PubTrends

PubTrends is an interactive scientific literature exploration tool that helps researchers analyze topics, visualize research trends, and discover related works.

Available online at: https://pubtrends.info/

Overview

With PubTrends, you can:

Gain a concise overview of your research area.
Explore popular trends and impactful publications.
Discover new and promising research directions.

See an example of the analysis at: https://pubtrends.info/about.html

Datasets:

Pubmed ~40 mln papers and 450 mln citations
Semantic Scholar 170 mln papers and 600 mln citations

Technical Architecture

PubTrends is a Python / Kotlin + JavaScript web service with a PostgreSQL backend. It uses:

Languages: Python + Kotlin + JavaScript
Backend: Nginx + Flask + Gunicorn
Task Queue: Celery + Redis
DataBase: Postgres + Postgres pgvector + Psycopg2 + Kotlin ORM
Data Analysis: Pandas, NumPy, Scikit-learn
Semantic Search: Sentence-Tranformers + Faiss
NLP: NLTK, SpaCy, GenSim, Fasttext
Visualization: Bokeh, Holoviews, Seaborn, Matplotlib
Frontend: Bootstrap, jQuery, Cytoscape.js
Deployment: Docker Compose
Testing: PyTest + Flake8 + JUnit + TeamCity

See pyproject.toml for the full list of libraries used in the project.

Configuration

Copy and modify config.properties to ~/.pubtrends/config.properties.
Ensure that file contains correct information about the database(s) (url, port, DB name, username and password).

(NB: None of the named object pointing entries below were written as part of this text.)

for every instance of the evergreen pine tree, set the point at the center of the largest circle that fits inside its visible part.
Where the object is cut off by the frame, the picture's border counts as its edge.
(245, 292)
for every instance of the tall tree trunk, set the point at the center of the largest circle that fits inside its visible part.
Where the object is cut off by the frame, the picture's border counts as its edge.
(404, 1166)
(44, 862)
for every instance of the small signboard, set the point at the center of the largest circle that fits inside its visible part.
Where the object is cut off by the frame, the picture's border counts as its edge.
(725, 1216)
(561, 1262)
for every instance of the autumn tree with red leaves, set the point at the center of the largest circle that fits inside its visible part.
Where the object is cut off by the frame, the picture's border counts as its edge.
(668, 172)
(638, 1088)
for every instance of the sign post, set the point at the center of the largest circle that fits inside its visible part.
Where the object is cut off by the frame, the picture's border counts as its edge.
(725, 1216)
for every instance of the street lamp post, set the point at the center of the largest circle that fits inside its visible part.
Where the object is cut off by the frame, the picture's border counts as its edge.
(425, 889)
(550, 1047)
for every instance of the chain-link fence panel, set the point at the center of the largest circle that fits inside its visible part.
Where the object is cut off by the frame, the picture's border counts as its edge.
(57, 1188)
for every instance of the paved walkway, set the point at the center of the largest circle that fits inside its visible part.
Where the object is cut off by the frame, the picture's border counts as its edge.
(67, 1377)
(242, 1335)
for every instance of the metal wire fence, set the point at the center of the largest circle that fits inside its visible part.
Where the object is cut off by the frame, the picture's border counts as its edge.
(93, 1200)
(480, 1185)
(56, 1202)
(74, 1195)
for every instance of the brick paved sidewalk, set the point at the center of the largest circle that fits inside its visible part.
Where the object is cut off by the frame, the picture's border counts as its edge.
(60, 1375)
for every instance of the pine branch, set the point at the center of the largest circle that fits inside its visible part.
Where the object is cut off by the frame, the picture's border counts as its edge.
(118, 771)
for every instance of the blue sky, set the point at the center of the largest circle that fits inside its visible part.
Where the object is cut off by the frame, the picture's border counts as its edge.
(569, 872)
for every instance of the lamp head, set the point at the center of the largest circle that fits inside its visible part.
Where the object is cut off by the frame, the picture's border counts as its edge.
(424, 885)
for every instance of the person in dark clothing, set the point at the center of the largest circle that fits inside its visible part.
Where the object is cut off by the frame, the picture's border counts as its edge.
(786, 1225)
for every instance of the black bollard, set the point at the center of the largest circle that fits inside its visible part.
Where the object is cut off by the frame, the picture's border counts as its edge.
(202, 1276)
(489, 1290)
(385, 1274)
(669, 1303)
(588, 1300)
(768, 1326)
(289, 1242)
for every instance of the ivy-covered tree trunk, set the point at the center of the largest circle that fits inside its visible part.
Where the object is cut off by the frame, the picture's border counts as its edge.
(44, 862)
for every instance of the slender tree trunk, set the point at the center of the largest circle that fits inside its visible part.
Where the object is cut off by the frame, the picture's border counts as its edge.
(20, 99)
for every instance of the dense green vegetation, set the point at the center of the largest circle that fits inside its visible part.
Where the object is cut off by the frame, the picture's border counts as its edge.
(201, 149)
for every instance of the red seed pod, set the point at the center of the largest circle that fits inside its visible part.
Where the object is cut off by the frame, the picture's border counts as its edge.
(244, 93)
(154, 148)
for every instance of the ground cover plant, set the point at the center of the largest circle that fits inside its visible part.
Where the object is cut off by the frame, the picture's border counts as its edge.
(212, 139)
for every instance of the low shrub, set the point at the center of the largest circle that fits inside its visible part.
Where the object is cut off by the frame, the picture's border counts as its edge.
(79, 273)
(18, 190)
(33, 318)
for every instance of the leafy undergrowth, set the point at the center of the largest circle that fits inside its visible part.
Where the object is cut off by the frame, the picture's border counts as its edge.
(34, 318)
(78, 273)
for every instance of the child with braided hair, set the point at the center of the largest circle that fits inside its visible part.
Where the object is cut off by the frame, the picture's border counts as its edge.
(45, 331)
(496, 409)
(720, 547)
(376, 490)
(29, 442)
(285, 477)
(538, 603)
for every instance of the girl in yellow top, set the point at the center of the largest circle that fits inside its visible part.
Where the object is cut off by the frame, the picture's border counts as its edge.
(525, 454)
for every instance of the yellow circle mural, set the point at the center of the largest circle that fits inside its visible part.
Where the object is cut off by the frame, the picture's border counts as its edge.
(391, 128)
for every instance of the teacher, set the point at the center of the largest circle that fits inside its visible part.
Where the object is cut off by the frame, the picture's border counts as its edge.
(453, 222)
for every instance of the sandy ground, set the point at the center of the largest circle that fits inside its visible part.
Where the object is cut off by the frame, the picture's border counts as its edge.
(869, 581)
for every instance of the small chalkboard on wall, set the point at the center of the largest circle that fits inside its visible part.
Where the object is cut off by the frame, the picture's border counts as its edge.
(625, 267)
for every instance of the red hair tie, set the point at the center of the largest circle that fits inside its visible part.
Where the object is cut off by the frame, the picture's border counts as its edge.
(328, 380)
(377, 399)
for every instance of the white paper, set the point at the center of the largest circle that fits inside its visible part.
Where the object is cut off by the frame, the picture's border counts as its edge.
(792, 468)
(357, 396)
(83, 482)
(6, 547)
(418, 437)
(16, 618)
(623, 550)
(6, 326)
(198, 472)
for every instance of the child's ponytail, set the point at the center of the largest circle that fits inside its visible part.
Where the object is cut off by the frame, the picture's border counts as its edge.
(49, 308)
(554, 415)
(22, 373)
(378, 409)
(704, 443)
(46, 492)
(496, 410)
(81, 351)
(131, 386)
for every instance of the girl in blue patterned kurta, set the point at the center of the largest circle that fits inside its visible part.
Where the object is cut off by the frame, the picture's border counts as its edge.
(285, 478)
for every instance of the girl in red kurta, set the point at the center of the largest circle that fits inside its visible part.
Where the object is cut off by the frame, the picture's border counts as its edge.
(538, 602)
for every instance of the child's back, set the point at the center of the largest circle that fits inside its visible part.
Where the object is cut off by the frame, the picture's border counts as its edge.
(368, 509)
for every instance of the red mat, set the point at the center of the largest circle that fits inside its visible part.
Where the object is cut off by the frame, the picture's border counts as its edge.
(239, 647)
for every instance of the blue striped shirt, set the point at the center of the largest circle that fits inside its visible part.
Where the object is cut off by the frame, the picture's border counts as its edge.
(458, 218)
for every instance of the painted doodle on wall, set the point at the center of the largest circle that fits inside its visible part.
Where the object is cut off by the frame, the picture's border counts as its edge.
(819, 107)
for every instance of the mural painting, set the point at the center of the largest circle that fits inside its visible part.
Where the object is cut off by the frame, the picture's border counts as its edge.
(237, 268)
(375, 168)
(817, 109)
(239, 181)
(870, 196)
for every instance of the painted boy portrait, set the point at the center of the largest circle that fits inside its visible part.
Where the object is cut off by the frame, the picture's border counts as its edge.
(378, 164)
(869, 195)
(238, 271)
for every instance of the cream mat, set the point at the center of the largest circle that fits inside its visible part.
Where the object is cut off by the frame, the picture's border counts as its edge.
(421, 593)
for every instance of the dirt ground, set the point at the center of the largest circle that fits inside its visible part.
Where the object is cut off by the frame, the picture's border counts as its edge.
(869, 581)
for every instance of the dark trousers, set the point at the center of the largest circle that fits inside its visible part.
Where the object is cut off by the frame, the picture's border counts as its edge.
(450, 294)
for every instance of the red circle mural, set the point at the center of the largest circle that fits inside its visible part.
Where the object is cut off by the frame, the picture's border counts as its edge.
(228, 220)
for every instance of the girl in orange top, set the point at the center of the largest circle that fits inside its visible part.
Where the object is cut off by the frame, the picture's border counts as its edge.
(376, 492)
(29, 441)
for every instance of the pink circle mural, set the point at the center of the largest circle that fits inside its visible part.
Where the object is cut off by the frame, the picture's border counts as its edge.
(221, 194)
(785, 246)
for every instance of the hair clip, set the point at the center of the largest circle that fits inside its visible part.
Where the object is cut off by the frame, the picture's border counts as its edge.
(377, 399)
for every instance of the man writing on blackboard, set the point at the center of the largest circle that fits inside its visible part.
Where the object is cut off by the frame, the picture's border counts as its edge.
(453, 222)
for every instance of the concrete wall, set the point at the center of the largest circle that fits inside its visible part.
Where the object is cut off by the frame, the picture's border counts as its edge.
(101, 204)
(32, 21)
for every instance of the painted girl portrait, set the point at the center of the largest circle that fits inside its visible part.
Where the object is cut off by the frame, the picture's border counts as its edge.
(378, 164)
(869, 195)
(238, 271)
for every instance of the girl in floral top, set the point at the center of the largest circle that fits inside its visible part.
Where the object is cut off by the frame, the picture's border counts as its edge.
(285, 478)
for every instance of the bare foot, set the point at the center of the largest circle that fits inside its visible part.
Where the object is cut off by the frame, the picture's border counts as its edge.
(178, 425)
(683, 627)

Python environment pubtrends can be easily created using uv for launching Jupyter Notebook and Web Service:

uv venv
source .venv/bin/activate  # On Windows: .venv\Scripts\activate
uv pip install -r pyproject.toml

Build base Docker image biolabs/pubtrends and nested image biolabs/pubtrends-test for testing.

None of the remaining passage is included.